It's Monday, so the Porsche Museum is closed. She practically has the historic cars, exhibits and prototypes all to herself. A good moment to have a look around the soul of Porsche, her new partner. At the start of the year, Angelique Kerber, who has long been a German top tennis star, became the company's national brand ambassador. Wherever she goes in future, she will also be representing the brand, so to speak. So, even more of "all that other stuff".
"I'm so proud to have such a partner," she said. She is delighted with the idea of going on court at every tournament in future wearing the Porsche logo.She has been in contact with Porsche for many years through the Porsche Team Germany. But becoming brand ambassador is something personal, something individual and therefore of great importance for an athlete in an individual sport and lone fighter such as Angelique Kerber.
Whenever she thinks of the Porsche Tennis Grand Prix – traditionally the big stage in her own country – Kerber says: "I feel even more involved when in Stuttgart." What she means by that exactly is very difficult to put into words. She only knows for certain that she is looking forward to playing in the Porsche Arena but she will not put herself under any additional pressure because: "I just want to enjoy it."
Angelique Kerber has learnt to have fun in her profession since she first stepped onto the professional stage in 2003. After working her way up right from the bottom, enduring setbacks, learning from defeats and wins, she broke through the sound barrier in 2012 and now plays among the best tennis pros in the world. Persistent, tough, full of playing ability and stamina, she has defended this status ever since. She freely admits that staying at the top is much more difficult than coming up through the ranks. Continually finding the motivation, giving all you've got during training, playing at a constantly high level – all that demands really hard work.

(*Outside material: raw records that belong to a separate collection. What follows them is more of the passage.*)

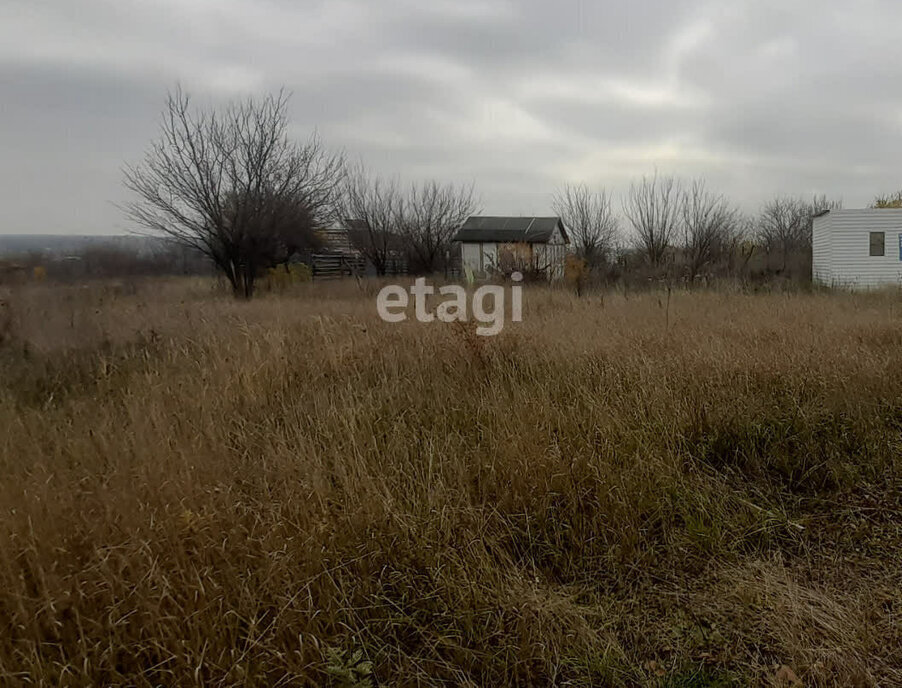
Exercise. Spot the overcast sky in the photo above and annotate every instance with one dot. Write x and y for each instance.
(758, 96)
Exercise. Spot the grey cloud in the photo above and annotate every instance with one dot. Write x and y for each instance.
(759, 96)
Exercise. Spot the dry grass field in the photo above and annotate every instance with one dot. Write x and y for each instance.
(635, 490)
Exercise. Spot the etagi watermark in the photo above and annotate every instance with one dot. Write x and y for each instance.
(392, 303)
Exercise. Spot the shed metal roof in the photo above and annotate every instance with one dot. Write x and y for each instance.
(532, 230)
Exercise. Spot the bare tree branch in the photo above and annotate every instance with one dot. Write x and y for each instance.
(232, 185)
(652, 208)
(589, 217)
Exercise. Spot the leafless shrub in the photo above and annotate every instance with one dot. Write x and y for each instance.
(652, 209)
(430, 215)
(709, 226)
(784, 227)
(372, 210)
(589, 217)
(232, 185)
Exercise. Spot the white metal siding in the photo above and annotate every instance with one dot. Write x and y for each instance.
(848, 245)
(489, 256)
(821, 256)
(470, 256)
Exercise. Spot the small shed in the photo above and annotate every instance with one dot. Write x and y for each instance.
(498, 244)
(858, 249)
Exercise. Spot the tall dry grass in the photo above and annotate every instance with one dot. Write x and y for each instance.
(700, 491)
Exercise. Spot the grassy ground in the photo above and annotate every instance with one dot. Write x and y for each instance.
(703, 490)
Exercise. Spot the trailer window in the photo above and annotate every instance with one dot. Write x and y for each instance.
(878, 244)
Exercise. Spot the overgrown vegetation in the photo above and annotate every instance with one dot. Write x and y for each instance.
(697, 489)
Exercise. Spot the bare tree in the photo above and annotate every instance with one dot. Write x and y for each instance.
(785, 224)
(372, 208)
(429, 216)
(893, 200)
(652, 208)
(708, 224)
(232, 185)
(589, 217)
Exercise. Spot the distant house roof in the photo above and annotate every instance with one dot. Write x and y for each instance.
(531, 230)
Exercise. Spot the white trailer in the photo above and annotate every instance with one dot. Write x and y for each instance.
(858, 249)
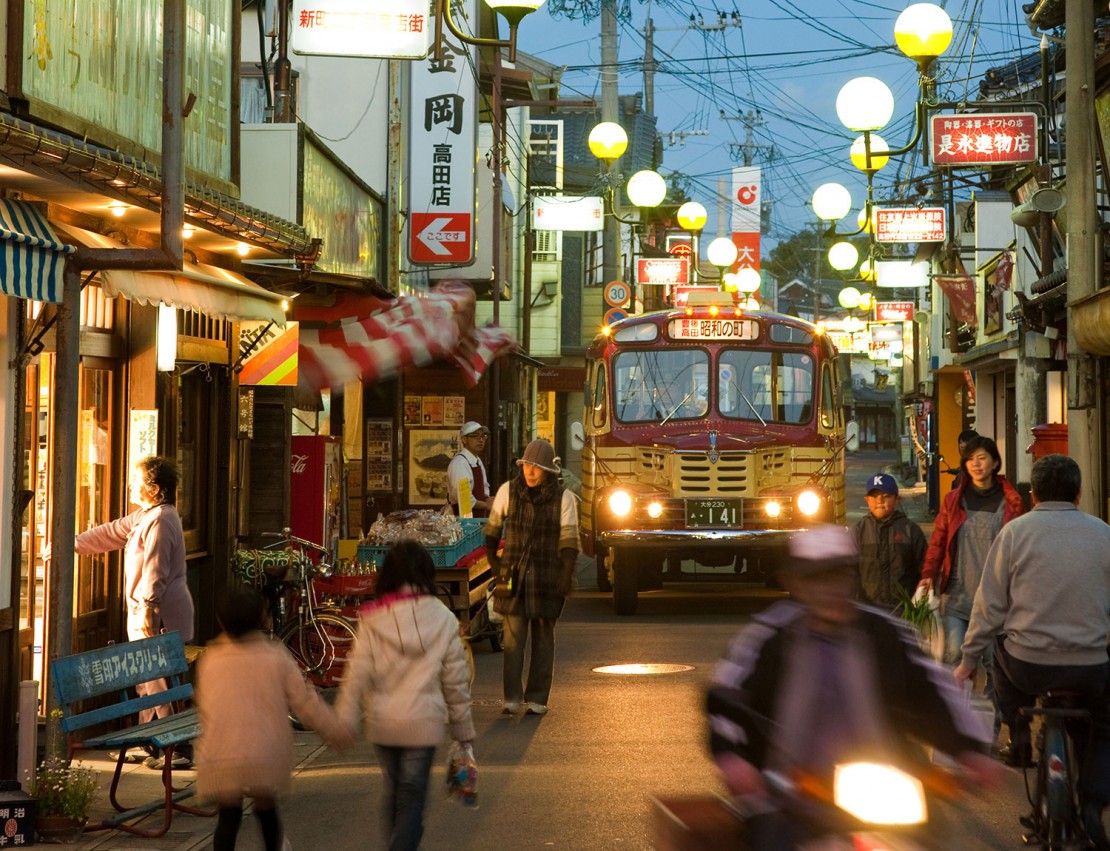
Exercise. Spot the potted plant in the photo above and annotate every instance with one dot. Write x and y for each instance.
(64, 794)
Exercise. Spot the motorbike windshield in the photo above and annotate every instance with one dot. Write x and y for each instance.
(766, 386)
(659, 386)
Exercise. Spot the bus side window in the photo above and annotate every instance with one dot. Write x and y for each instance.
(598, 403)
(828, 398)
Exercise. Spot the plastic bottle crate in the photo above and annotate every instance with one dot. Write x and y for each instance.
(441, 556)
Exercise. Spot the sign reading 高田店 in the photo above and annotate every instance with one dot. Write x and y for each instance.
(443, 121)
(401, 29)
(909, 224)
(984, 139)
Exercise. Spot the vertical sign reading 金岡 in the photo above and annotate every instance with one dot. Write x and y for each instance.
(443, 149)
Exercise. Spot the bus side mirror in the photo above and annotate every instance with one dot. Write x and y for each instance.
(851, 435)
(577, 436)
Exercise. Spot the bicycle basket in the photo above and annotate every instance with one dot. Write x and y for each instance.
(252, 566)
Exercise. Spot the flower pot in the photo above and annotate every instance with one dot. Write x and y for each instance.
(59, 830)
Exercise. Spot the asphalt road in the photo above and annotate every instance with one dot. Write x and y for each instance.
(581, 777)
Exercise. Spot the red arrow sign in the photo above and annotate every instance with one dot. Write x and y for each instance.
(441, 237)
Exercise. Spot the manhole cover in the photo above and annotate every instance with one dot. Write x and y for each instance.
(644, 668)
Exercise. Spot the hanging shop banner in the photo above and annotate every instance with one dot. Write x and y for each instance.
(443, 151)
(567, 213)
(909, 224)
(401, 29)
(984, 139)
(662, 271)
(747, 194)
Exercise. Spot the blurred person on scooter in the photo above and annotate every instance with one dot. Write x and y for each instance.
(819, 680)
(1043, 605)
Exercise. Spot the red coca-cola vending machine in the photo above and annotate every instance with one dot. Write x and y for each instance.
(315, 477)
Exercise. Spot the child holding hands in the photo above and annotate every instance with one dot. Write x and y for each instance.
(248, 685)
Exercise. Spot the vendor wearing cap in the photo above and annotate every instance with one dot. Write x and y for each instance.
(467, 466)
(891, 546)
(818, 680)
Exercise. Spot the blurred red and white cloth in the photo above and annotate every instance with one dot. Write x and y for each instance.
(407, 331)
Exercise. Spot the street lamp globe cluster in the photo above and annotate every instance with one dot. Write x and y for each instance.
(866, 105)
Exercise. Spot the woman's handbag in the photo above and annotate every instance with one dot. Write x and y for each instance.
(507, 584)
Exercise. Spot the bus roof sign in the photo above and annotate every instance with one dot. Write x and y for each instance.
(689, 327)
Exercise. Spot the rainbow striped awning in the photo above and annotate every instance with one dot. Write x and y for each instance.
(31, 255)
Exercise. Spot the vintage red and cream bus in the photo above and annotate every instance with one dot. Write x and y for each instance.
(710, 435)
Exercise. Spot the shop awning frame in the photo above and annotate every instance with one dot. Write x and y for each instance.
(31, 255)
(198, 286)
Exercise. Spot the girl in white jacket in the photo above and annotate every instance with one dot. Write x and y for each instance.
(407, 672)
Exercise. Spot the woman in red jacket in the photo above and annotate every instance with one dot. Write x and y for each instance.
(969, 520)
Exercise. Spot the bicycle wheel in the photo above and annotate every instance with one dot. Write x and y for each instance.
(1059, 801)
(321, 646)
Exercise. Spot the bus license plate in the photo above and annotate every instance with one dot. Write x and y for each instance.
(713, 513)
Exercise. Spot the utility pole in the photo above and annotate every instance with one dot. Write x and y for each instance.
(748, 149)
(611, 237)
(1083, 249)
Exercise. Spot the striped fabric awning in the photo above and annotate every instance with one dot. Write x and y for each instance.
(410, 331)
(32, 255)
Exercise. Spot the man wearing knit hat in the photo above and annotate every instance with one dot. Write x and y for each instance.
(466, 466)
(538, 522)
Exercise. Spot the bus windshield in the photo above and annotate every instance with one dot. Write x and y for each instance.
(654, 386)
(768, 386)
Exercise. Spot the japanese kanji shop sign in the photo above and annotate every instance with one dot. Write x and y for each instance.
(894, 311)
(909, 224)
(663, 271)
(443, 151)
(567, 213)
(397, 29)
(984, 139)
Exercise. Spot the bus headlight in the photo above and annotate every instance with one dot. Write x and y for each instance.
(809, 503)
(619, 503)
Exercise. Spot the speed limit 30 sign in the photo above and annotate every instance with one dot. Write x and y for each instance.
(617, 293)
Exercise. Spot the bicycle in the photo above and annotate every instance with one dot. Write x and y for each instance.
(319, 637)
(1056, 822)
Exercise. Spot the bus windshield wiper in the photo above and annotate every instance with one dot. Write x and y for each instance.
(740, 394)
(674, 411)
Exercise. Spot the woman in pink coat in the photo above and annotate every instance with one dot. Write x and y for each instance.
(153, 545)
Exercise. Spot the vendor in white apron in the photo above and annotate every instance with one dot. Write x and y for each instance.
(466, 466)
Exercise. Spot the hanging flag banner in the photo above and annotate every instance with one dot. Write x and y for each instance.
(984, 139)
(746, 214)
(443, 152)
(960, 292)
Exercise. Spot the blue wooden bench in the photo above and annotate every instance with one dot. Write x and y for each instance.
(115, 670)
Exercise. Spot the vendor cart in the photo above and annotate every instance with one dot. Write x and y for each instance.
(464, 580)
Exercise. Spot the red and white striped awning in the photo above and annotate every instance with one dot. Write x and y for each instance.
(409, 331)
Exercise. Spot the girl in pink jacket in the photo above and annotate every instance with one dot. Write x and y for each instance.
(246, 687)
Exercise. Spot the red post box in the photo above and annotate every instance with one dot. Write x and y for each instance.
(1048, 439)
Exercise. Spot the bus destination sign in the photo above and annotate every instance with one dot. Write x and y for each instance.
(693, 328)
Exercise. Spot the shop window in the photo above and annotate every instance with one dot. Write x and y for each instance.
(189, 406)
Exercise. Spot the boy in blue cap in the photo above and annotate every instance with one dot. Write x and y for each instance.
(891, 546)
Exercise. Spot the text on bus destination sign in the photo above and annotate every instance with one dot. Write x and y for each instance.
(704, 328)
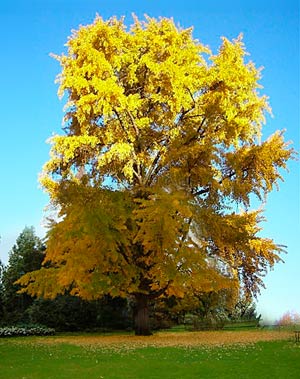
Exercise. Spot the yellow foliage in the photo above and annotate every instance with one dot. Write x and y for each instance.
(162, 143)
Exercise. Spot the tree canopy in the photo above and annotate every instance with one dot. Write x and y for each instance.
(153, 178)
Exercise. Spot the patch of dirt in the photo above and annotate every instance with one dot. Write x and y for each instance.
(170, 339)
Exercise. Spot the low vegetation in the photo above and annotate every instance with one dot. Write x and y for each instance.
(165, 355)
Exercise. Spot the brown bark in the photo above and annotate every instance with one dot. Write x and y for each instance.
(141, 317)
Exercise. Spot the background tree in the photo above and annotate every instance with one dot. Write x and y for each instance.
(289, 318)
(153, 177)
(26, 255)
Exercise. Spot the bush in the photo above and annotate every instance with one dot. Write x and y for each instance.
(289, 319)
(27, 330)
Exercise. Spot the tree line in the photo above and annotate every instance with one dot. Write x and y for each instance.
(71, 313)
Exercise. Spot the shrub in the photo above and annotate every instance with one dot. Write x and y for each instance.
(289, 319)
(26, 330)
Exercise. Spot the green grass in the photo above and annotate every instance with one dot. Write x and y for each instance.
(24, 359)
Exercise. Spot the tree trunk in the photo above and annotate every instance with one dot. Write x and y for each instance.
(141, 317)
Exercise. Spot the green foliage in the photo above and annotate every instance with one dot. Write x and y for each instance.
(153, 175)
(63, 361)
(26, 330)
(26, 255)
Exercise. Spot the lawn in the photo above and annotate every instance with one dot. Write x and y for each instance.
(211, 355)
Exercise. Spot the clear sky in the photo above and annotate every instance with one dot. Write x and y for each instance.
(31, 111)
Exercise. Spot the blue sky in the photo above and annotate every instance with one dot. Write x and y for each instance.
(31, 111)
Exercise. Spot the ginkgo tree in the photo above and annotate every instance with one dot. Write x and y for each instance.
(153, 178)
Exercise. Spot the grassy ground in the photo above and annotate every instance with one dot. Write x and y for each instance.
(211, 355)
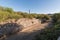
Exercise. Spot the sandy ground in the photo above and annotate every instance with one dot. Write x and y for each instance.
(28, 33)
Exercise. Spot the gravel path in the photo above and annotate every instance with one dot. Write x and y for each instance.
(27, 33)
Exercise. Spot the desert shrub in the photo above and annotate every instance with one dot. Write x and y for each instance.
(10, 28)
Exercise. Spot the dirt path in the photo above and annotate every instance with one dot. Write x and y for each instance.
(28, 33)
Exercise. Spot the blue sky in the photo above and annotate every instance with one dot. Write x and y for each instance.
(36, 6)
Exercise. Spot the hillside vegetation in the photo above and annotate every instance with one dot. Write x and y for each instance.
(9, 13)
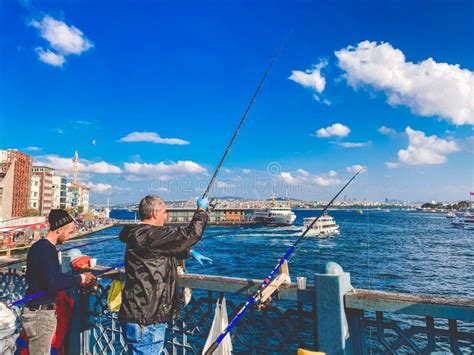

"You have to develop a passion for your profession," she said, "it's not possible without this passion." The reward for all the hard work are the benefits, which a top player enjoys. She need not face the best players straight away in tournaments. Normally her wishes regarding training times are fulfilled by the organisers. And then there is the respect which her opponents show her on court. That's an advantage. "It's a good feeling to know that it's difficult to play against me," she said. That's why she puts up with "all that other stuff".
At tournaments, players like her are also in demand in much different ways than just on court. She's invited to playtime with children ("I really love doing that.") and she gives autograph sessions and interviews. She does all the things that success brings and which "were a little too much" at the beginning. "You have to find out what's good for you," she said, "you have to find your own routine." She's managed it all – in her own way. It's not without reason that Barbara Rittner, head of the Fed Cup, refers to her as a "little stubborn".
Yes, she can be very special. As her career amply shows. Thanks to her mother Beata and her father Slawek, Polish blood flows in the veins of daughter Angelique who was born in Bremen in 1988. When she made her big breakthrough in the tennis world, she was living in Kiel and did not choose one of the standard residences in California, Florida or Monaco. She retreated to an unpronounceable place: Puszczykowo, in the district of Posnan in Poland.
There her grandparents run a large tennis centre with courts that have all the surfaces on which their grandchild can prepare for every tournament in seclusion. There she has started an academy for very young talent. It is well conceivable that she will actually work there at the end of her career. "But," she said as well, "basically I'm always open for something new." The make-up artist said she would turn a few curls in her hair. Angelique Kerber agreed and asked, "Should I wear these high heels?" Of course! It's simply all part of "all that other stuff".